De wijk bestaat uit de volgende buurten:Bremhoeven, Sparrenhoeven, Eikakkerhoeven, Tielekeshoeven, Maaslandhoeven, Heihoeven, Sluiskeshoeven, Gastenberg, Baroniehoeven, Meierijhoeven, Brabanthoeven, Burgemeester Molenaarhoeven, Peelhoeven, Kempenhoeven en de Buskeshoeven.
De geschiedenis en het verloop van de A59 gaat terug tot aan het begin van de 19e eeuw. De toenmalige straatweg tussen 's-Hertogenbosch en Grave (Graafsebaan) was tot Hintham bestraat; daarna moest de reiziger genoegen nemen met een zandbaan, waarin diepe karrensporen uitgesleten waren. Eind 19e eeuw laat de topografische kaart zien dat min of meer hetzelfde tracé ook gebruik werd als stoomtramweg richting Grave. In de loop van de 20e eeuw, met een enorme toename van de mobiliteit is deze weg getransformeerd tot de N50 's-Hertogenbosch - Oss, als onderdeel van het rijkswegennet.
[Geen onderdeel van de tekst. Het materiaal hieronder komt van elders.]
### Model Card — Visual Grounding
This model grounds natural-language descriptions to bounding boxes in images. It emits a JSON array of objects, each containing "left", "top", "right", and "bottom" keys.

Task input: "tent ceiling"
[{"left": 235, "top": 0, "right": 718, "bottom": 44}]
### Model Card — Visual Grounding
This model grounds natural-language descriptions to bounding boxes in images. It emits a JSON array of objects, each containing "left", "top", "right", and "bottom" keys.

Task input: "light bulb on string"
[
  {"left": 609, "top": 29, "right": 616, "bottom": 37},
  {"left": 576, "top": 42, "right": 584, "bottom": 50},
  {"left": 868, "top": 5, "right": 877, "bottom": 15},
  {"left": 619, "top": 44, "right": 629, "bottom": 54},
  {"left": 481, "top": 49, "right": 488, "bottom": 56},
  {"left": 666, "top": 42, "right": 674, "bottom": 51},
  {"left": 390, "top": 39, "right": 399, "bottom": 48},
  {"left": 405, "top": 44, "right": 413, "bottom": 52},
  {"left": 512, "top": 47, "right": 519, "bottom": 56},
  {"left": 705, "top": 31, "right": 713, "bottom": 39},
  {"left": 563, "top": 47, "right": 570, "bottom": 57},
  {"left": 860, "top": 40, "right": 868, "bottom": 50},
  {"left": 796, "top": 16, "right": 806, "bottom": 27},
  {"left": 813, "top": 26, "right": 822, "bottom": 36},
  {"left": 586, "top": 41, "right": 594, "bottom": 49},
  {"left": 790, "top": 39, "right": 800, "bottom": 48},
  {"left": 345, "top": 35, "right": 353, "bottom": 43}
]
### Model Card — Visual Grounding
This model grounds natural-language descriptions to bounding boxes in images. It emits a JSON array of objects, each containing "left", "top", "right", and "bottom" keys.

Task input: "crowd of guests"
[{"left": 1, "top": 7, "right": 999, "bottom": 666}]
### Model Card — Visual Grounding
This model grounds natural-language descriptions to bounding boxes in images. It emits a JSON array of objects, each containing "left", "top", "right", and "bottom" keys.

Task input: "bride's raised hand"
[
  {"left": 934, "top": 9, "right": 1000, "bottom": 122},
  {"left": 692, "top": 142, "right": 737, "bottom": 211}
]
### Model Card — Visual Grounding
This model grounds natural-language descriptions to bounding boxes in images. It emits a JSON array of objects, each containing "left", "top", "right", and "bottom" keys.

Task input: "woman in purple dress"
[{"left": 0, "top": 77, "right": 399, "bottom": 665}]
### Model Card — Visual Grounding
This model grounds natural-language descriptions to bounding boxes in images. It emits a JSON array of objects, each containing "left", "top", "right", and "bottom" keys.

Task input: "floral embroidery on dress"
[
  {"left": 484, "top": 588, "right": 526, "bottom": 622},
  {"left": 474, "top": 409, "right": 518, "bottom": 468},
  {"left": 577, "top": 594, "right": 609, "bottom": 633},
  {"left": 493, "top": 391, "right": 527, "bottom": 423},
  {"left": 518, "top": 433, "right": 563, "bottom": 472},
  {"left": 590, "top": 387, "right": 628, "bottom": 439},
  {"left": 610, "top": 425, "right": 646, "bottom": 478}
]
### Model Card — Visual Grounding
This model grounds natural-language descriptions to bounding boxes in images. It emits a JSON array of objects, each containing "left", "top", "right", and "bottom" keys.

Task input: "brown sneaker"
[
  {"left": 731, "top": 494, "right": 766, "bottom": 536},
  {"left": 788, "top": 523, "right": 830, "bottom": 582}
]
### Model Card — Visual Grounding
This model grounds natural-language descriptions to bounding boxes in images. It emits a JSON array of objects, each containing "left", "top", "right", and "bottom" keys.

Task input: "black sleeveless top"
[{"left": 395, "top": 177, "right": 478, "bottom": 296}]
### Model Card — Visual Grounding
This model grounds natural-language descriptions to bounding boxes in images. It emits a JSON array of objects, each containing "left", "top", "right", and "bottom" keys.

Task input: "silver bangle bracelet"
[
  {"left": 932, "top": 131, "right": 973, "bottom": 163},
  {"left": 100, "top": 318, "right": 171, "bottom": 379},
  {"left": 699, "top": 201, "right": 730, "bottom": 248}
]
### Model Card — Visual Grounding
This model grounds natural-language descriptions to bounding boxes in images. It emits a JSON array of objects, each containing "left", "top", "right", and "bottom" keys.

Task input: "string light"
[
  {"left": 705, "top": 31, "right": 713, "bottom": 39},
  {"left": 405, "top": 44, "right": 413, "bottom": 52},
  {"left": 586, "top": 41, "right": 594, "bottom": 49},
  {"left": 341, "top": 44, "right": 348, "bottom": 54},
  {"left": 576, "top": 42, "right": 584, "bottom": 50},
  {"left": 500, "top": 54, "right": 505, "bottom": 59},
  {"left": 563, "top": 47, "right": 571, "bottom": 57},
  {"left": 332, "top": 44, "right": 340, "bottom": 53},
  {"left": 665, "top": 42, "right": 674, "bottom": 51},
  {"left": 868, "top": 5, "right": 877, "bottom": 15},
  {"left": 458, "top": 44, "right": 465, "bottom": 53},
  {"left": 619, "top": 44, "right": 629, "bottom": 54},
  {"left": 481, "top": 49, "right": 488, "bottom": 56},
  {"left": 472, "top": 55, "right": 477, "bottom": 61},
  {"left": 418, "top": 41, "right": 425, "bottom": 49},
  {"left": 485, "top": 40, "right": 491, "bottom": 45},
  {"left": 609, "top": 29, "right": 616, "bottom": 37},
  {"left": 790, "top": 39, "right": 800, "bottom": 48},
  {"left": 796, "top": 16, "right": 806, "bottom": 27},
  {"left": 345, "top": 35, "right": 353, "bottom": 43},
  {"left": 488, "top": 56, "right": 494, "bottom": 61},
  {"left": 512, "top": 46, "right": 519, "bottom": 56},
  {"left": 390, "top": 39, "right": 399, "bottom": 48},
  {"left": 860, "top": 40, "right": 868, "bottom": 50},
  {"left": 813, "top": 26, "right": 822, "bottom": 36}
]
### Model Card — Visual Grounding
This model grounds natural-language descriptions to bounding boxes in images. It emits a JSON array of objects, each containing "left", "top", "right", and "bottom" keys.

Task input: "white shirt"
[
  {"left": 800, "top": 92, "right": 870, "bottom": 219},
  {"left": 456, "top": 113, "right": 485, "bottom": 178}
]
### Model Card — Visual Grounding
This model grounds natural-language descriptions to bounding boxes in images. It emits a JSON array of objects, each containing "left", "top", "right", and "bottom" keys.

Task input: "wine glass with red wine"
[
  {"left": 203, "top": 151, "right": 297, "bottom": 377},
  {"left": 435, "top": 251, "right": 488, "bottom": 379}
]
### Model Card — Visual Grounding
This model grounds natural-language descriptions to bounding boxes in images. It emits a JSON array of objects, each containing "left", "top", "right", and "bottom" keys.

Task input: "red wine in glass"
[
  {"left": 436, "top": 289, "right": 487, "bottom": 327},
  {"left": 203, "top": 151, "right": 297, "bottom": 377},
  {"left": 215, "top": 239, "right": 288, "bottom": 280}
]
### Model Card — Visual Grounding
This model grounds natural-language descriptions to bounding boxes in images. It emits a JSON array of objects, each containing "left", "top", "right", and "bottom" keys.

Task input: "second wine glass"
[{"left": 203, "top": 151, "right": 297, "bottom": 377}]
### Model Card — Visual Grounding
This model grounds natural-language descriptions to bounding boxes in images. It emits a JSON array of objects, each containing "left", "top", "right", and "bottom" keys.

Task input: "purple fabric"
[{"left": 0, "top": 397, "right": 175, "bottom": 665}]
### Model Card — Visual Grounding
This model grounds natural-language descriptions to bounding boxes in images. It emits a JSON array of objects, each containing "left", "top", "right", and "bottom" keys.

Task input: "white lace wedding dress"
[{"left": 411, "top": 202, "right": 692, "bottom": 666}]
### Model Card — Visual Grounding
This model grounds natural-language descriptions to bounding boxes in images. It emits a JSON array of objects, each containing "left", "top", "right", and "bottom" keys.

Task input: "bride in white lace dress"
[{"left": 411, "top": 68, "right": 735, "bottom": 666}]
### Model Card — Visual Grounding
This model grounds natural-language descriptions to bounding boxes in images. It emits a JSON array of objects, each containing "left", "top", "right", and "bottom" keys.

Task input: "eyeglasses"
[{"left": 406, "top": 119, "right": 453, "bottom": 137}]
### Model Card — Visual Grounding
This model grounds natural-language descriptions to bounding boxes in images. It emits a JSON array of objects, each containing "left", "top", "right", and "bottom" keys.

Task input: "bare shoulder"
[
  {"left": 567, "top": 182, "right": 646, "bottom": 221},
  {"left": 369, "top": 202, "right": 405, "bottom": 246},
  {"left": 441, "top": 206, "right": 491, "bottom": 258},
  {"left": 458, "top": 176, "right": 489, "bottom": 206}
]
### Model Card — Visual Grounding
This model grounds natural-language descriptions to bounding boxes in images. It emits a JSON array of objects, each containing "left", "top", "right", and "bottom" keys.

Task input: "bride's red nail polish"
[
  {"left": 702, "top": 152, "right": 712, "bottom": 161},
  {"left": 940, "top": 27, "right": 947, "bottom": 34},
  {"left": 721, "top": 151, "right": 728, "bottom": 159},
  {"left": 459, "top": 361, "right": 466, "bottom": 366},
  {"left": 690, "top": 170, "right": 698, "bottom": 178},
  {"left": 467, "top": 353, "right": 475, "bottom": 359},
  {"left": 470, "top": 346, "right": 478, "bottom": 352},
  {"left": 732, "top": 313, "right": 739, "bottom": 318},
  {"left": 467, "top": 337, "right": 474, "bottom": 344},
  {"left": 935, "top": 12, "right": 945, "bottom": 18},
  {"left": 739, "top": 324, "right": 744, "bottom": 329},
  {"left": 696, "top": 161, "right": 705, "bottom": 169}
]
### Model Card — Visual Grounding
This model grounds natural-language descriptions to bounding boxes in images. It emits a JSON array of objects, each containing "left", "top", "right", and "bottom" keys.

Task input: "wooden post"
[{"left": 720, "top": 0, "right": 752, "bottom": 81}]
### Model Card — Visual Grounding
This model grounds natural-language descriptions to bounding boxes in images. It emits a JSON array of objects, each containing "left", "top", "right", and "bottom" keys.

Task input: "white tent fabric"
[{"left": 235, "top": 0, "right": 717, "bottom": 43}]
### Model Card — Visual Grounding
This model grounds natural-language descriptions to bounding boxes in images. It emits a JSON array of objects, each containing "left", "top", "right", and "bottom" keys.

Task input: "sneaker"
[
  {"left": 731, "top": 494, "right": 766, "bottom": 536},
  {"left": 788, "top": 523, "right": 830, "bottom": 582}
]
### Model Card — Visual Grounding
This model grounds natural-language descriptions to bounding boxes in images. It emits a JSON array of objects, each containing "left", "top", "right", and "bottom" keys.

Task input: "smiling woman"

Oorspronkelijk maakte de N50 van 's-Hertogenbosch naar Oss deel uit van Rijksweg 50. Omdat het tracé van Rijksweg 50 bij Oss verlegd werd in de richting van Eindhoven is het weggedeelte knooppunt Paalgraven - knooppunt Hintham, vernummerd tot N59. Later werd dit tot snelweg A59 omgebouwd.